For a large part of my life, I have been scared to take that grand leap into the unknown for fear that:
A. I will never get that time back,
B. Everyone will judge me, and
C. I will fail.
Since I was young, I have always had the most irrational phobias. I'm afraid of elevator and subway doors closing on me (and not opening), I'm scared to think of, let alone speak "Bloody Mary" while in a bathroom, and I feel that if I don't lean forward enough on an escalator, I'll tumble down it in front of everyone. Cue my brother's laughter right now. However, while you all might think that I'm crazy and paranoid right now, I do have other fears that to the average person might be understandable.
As a second semester senior, I worry about how I'm going to find a job after graduation. Not just any job, but one that I'll truly feel passionate about, and for most, that seems difficult to find in an entry-level position. Not only that, but I fear that just when I enter the field I love, I will be laid off. This comes from the moments when I have expressed my interest in working for the magazine industry, only to see the look of pity on a person's face as they respond with "Oh, you know that's a dying industry right?" Thank you for that. I'm terrified that while I've become more much more outgoing and sociable since I was a teen, I'm still never going to fully break out of my shell, which, in my case, is not a good thing when you want to be a journalist.

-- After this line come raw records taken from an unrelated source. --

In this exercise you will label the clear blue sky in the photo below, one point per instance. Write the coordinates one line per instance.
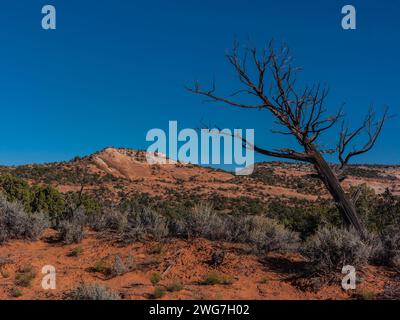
(114, 69)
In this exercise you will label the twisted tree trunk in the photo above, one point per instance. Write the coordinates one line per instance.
(343, 202)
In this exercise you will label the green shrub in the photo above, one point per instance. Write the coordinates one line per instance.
(175, 286)
(158, 293)
(213, 278)
(75, 252)
(16, 190)
(92, 292)
(16, 223)
(155, 278)
(73, 229)
(331, 248)
(387, 248)
(15, 292)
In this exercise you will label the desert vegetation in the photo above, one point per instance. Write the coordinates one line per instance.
(310, 232)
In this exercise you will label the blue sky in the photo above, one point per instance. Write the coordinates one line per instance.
(115, 69)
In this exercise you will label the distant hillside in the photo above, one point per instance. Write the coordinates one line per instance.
(117, 173)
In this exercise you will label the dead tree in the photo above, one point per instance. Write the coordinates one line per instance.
(269, 83)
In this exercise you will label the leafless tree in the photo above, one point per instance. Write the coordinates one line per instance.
(268, 81)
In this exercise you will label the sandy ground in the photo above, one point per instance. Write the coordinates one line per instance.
(177, 261)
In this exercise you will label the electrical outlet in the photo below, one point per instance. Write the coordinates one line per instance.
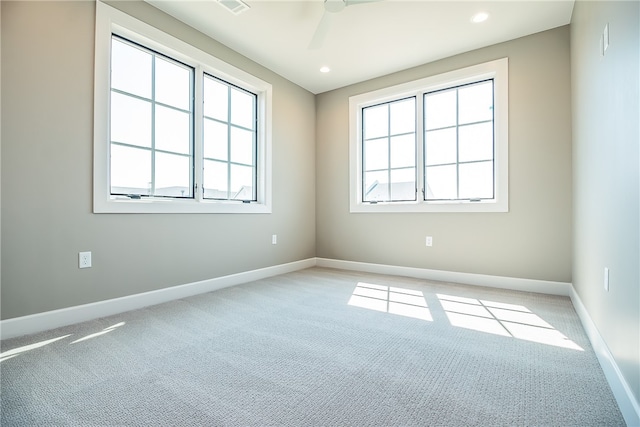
(84, 259)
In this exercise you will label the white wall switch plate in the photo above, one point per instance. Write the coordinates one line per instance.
(84, 259)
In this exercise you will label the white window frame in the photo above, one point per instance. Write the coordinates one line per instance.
(112, 21)
(497, 70)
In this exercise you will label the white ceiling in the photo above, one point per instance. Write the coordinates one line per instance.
(364, 40)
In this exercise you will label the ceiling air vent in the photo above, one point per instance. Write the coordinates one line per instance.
(234, 6)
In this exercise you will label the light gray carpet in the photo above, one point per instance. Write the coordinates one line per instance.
(300, 350)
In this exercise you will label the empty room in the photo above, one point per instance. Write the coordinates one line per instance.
(320, 213)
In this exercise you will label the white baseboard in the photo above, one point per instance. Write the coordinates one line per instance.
(512, 283)
(627, 403)
(67, 316)
(53, 319)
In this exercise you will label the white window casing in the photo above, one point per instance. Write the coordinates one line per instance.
(495, 70)
(110, 21)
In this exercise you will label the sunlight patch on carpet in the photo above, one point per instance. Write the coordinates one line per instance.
(507, 320)
(390, 299)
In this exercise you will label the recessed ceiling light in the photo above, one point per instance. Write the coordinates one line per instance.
(479, 17)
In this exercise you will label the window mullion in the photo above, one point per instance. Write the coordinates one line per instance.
(389, 185)
(420, 148)
(198, 133)
(229, 142)
(152, 190)
(457, 144)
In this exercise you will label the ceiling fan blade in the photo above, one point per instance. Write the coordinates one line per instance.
(354, 2)
(321, 32)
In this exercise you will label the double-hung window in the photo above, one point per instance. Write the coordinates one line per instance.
(434, 145)
(176, 129)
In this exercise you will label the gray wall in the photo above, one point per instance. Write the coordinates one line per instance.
(532, 240)
(47, 140)
(606, 179)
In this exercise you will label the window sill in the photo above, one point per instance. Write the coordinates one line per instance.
(430, 207)
(151, 205)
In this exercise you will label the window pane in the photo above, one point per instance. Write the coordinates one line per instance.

So you're probably sitting at your computer or staring at your phone screen wondering why I've decided to rant about my life and admit to my friends, family and especially strangers that I'm petrified of almost everything. Well, the fact is, despite everything I've mentioned thus far, I know that the first step to overcoming fear is admitting that you're afraid. It wasn't long ago when my mother and I first began speaking about what I wanted to do after college, and she asked me whether I just wanted to be a writer or if I aspired to be an editor. At the time, I told her that I simply wanted to be a staff writer since writing stories and reporting news was the only thing I was truly passionate about. I claimed that I didn't want to deal with the hassle of assigning stories, looking over other writers' work and the like, as most editors do. Honestly though, that was all a bunch of B.S. now that I look back at it. Oddly enough, it wasn't until I attended an event last weekend with Nobel Prize winners, champion rowers, chief inspirers (yes, that's a career), top notch editors and, generally, the best of the best in various industries, that I realized I wasn't being sincere to my mother or myself.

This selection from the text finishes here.